Procurada pela Justiça por furto é presa na Santa Casa de Araçatuba

É acusada de arrombar uma loja em Jales, na região de Rio Preto, e furtar cerca de 35 óculos de grau e de sol

Lázaro Jr. - Hojemais Araçatuba
16/02/22 às 10h55

A Polícia Militar de Araçatuba (SP) prendeu na tarde de quinta-feira (15), David de Lima Ferreira, mulher trans de 30 anos que atende pelo nome social de Nicole, moradora no bairro Outro Preto, que era considerada foragida da Justiça.

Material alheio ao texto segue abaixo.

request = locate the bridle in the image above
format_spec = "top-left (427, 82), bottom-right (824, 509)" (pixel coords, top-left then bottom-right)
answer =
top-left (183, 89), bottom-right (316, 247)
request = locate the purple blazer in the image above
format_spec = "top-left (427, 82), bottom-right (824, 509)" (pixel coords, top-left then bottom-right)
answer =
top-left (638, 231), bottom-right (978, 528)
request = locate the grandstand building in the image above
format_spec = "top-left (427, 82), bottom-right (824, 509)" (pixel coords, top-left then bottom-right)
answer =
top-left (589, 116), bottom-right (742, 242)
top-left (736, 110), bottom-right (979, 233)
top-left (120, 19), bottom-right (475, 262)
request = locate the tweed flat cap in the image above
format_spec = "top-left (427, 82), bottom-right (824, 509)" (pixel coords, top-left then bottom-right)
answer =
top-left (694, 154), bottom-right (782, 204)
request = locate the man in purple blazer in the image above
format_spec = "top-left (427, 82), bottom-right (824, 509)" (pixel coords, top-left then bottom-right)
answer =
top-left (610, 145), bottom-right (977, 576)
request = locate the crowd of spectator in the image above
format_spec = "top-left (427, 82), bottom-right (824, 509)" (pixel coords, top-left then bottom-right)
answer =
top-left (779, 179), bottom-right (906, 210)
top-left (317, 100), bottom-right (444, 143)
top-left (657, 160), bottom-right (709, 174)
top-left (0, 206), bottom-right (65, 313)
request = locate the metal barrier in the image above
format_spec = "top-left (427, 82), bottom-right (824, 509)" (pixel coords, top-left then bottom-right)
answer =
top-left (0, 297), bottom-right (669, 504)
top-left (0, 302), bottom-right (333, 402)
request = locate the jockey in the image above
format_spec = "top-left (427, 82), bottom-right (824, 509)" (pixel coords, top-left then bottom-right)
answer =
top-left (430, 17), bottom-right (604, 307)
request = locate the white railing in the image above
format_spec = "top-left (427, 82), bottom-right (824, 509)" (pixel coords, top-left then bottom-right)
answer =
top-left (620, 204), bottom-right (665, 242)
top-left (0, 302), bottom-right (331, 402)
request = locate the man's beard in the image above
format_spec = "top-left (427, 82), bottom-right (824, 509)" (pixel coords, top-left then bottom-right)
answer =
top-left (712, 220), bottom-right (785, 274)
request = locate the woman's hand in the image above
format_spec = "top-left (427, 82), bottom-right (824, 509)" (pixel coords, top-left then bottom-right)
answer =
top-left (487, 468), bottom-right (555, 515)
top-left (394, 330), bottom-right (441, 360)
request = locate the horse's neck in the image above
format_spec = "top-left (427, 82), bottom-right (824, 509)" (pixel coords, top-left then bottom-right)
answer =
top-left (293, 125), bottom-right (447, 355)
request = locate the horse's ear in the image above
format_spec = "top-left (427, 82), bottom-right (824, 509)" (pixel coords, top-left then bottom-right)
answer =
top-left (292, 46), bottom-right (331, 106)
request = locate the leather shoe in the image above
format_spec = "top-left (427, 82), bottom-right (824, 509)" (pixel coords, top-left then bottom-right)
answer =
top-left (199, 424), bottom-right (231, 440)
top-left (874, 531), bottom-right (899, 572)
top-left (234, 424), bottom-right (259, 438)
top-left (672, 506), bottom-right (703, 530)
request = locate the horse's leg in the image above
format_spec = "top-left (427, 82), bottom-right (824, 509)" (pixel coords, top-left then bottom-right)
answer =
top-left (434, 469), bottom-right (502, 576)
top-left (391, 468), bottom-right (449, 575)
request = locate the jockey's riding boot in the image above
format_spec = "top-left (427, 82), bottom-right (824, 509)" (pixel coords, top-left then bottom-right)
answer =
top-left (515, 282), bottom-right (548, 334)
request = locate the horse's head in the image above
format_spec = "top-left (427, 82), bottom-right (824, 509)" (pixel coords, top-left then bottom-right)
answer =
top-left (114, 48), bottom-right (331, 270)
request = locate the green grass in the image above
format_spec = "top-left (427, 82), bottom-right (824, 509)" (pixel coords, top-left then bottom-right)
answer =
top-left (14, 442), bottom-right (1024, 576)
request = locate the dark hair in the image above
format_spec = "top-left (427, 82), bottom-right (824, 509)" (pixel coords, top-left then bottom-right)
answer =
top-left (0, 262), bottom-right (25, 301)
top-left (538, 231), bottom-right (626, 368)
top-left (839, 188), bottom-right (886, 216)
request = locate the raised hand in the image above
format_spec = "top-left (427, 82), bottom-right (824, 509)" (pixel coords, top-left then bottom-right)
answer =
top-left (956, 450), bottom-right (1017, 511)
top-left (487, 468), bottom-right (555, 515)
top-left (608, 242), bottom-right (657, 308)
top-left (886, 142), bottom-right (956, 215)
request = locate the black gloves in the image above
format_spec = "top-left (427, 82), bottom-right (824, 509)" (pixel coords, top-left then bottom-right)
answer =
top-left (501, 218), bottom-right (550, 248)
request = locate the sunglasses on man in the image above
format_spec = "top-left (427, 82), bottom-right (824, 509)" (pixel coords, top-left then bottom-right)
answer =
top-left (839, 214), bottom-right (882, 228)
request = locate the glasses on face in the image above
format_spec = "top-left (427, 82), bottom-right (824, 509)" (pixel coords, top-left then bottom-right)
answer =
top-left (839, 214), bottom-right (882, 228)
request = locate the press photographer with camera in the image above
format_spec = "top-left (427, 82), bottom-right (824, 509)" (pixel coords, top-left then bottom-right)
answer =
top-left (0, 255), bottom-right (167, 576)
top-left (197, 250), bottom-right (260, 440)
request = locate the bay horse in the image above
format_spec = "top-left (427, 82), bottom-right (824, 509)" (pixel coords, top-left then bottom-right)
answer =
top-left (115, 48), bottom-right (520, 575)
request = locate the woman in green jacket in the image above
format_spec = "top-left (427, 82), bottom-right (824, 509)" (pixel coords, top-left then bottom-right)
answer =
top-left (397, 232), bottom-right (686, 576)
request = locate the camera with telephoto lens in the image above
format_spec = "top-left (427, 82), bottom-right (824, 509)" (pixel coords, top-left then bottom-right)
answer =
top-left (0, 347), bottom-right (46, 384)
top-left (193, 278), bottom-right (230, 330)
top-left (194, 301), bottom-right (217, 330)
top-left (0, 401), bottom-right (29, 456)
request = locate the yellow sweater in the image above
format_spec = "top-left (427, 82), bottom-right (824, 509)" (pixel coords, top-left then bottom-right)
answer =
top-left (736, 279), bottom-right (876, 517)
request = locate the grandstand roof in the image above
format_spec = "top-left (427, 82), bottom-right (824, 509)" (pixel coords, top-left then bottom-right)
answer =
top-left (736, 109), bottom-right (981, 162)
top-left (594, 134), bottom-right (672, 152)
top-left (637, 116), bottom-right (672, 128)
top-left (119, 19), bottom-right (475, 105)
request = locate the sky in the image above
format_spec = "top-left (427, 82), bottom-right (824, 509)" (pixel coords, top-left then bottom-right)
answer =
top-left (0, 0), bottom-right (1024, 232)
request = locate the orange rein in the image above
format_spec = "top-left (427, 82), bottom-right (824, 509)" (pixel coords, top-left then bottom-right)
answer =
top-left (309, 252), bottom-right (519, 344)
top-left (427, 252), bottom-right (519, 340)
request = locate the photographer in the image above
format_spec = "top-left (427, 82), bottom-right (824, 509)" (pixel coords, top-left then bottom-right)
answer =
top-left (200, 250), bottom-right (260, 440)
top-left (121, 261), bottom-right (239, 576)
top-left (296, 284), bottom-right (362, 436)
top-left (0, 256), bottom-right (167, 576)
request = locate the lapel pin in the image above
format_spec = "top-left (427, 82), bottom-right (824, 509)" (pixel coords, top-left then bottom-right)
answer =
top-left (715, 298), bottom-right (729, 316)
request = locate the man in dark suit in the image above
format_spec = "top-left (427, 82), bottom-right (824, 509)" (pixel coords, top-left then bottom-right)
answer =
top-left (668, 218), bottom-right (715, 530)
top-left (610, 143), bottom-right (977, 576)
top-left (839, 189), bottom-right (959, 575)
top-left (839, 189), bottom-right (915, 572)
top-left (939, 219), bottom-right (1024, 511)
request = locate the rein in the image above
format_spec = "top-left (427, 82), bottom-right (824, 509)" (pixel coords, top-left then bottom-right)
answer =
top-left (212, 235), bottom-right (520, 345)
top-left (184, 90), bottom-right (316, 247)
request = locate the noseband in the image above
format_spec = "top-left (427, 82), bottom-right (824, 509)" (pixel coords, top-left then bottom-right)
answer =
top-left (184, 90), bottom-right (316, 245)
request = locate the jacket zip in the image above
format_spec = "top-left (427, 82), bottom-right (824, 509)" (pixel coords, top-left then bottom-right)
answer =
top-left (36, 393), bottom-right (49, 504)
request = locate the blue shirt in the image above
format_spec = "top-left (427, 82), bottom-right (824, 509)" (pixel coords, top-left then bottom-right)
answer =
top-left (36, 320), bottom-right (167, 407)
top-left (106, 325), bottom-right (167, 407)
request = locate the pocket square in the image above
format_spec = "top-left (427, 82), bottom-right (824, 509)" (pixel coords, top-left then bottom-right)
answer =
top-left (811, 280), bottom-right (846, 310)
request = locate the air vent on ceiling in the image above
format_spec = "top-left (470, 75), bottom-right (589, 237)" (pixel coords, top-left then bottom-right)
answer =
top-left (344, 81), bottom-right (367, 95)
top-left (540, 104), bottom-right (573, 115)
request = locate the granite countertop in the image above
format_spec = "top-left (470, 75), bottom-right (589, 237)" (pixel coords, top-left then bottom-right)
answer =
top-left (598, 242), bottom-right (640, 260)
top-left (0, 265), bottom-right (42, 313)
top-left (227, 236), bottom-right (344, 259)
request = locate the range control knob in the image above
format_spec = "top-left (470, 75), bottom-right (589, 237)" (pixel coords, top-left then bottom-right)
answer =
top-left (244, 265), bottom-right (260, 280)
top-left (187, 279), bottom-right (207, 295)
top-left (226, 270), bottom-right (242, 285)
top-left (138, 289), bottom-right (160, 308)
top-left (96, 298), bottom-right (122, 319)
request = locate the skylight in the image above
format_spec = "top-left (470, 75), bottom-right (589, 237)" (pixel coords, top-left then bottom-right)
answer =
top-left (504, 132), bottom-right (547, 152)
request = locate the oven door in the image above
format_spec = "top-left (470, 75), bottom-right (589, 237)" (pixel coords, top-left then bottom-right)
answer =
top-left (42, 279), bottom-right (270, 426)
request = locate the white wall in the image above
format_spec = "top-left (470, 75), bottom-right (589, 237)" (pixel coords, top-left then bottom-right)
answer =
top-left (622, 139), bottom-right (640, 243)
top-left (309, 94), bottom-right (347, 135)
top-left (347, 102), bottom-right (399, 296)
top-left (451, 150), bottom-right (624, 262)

Ela foi capturada após procurar atendimento médico na Santa Casa.

Segundo o que foi apurado pela reportagem, a investigada deu entrada no hospital com várias lesões, mas não há informações sobre como os ferimentos teriam sido causados.

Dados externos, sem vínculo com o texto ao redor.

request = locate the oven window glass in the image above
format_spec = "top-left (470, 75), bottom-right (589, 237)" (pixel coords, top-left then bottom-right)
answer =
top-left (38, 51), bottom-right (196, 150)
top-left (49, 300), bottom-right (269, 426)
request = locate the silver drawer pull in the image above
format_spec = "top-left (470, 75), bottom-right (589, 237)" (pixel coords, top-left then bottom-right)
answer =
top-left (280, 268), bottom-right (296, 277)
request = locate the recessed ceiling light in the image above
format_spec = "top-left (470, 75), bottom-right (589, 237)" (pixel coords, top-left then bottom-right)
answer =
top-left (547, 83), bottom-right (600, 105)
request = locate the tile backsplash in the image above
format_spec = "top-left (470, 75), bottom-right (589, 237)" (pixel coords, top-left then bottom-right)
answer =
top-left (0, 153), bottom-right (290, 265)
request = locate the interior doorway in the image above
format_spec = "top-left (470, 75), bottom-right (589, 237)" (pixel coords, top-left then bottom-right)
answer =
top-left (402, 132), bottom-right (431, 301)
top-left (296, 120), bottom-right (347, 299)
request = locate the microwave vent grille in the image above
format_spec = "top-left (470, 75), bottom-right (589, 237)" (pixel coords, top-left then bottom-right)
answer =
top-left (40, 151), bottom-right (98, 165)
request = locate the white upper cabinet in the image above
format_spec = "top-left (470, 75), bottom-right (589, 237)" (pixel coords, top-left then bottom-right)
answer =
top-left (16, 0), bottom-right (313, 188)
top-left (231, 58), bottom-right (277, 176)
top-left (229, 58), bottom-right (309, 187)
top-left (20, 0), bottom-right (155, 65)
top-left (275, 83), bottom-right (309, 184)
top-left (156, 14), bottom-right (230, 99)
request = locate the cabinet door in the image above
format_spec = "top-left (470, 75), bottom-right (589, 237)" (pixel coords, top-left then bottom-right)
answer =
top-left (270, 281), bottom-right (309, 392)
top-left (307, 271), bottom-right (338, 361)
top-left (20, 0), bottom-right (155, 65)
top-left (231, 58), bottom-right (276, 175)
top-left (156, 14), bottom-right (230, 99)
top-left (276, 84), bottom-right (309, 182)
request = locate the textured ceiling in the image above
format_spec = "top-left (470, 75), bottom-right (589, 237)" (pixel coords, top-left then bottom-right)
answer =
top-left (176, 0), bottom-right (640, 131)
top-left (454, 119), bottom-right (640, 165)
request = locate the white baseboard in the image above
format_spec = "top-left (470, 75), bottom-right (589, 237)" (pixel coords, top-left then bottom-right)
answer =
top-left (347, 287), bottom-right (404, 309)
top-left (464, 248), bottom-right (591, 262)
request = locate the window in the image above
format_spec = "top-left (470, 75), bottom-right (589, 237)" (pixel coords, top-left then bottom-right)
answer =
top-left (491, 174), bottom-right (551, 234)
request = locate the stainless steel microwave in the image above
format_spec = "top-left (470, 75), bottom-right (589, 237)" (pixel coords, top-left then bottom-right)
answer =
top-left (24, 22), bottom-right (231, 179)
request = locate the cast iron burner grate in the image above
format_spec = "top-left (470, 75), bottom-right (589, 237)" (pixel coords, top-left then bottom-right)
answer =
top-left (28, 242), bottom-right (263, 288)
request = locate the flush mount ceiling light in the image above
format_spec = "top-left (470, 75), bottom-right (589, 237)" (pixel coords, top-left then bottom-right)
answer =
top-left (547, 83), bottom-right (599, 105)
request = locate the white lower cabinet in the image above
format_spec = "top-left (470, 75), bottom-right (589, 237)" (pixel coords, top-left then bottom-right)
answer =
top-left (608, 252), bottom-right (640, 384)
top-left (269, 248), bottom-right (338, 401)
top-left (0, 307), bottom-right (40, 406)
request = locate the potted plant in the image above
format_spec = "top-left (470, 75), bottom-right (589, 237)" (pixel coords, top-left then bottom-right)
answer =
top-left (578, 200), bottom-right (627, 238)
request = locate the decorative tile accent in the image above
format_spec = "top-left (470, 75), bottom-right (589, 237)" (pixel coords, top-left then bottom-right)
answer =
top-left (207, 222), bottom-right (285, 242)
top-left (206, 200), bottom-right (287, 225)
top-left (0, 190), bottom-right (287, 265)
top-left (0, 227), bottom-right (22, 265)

A Polícia Militar foi comunicada e ao consultar a documentação dela, constatou que havia um mandado de prisão expedido pela 2ª Vara Criminal do Foro de Jales, referente a processo por furto cometido em 7 de agosto do ano passado.

Crime

A reportagem apurou que naquela madrugada uma loja em Jales foi invadida e teve aproximadamente 35 óculos, entre modelos de sol e de grau, furtados. Durante a ação o alarme disparou e ao chegar no prédio, a vítima encontrou o pino da porta de vidro danificado.

A ação foi gravada pelo sistema de monitoramento e as imagens mostram uma pessoa com aparência do sexo feminino forçando a porta e danificando o pino da base para invadir o estabelecimento.

Identificada

Um inquérito foi instaurado, a polícia identificou a mulher trans como sendo a autora do crime e ela foi indiciada pelo furto. O Ministério Público a denunciou e representou pela prisão preventiva.

A denúncia foi aceita pela Justiça de Jales no início do mês. O juiz responsável acatou o pedido e decretou a prisão preventiva, levando em consideração os maus antecedentes da agora ré, que é reincidente.

Além disso, argumentou que Nicole não havia sido encontrada, estando em local incerto desde a prática do crime, indicativo de que teria intenção de não ser responsabilizada pelo crime.

“Assim, neste momento, não há outra medida cautelar diversa da prisão que possa garantir a ordem pública e assegurar a aplicação penal, senão a custódia provisória do denunciado”, consta na decisão.

Após deixar o hospital ela foi apresentada no plantão policial e permaneceria à disposição de Justiça.